¿Qué le pasa al Pegolete?



28 de diciembre de 2012. 19:30 horas. Un insignificante dolor se inicia en la pierna izquierda. ¡Bah! puede ser algo de frío. Duermo como siempre, absorto a los ruidos motorizados de la calle.
29 de diciembre. La exigua molestia va cobrando fuerza. El pedaleo matutino parece ganar la batalla al fastidio. Sibilinamente el mal empieza a profanar mi cuerpo que, como siempre, no suele ser escuchado.
30 diciembre. El calvario ha comenzado.
31 de diciembre. El ritual de las uvas se convierte en una tortura medieval.
5 de abril de 2013. Estoy escribiendo esto, y lo que se inició como minucia se ha convertido en el principal protagonista de mi vida.

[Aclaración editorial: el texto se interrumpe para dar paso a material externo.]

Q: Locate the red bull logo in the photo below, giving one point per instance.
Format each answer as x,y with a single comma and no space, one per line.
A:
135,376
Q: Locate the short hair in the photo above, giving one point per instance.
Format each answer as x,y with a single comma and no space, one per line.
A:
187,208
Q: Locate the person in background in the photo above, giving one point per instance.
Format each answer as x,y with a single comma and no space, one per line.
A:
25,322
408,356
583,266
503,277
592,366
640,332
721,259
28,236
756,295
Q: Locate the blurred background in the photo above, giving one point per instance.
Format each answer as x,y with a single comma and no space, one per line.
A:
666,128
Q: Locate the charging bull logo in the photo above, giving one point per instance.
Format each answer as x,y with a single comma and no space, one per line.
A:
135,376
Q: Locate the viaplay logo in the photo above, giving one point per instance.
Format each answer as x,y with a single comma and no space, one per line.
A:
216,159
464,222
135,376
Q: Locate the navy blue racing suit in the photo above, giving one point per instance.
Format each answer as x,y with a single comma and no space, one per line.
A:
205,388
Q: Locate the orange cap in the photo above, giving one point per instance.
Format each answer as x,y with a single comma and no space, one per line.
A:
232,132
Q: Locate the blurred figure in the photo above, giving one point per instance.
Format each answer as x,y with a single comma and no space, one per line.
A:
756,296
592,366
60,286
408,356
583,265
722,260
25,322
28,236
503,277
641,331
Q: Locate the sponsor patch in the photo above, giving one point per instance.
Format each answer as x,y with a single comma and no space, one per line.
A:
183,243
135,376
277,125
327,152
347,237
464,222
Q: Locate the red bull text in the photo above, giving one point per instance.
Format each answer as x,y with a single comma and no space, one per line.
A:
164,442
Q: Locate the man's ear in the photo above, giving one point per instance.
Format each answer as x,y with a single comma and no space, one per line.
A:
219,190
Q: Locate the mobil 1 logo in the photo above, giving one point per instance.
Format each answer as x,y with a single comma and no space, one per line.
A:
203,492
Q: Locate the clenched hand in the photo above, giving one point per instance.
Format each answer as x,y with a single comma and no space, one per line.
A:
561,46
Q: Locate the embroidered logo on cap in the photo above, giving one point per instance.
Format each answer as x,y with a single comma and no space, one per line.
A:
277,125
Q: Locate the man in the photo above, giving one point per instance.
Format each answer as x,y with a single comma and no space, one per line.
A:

El tercio superior de mi ventana me permite ver algo de naturaleza, en realidad un trozo de cielo, por el que pasan las garcillas por la tarde, palomas, grajillas y aviones comunes, también de los otros. Este año, como si quisieran solidarizarse conmigo para mi particular disfrute, han aparecido muy temprano, en enero. Los bichos se están volviendo locos.

Los gorriones nunca fallan, fieles a su pose diaria. Efímera, eso sí, pero constante. A veces osan con arrimarse a la ventana para husmear entre mis florecidas macetas. Quieren acabar con ellas y no voy a hacer nada por evitarlo. Me alegran la vista.

Mañana hace 100 días que me gobierna el dolor. Parece que me ha tomado cariño. Yo a él no. Lo aborrezco tanto como a la crisis, mejor dicho, a sus responsables.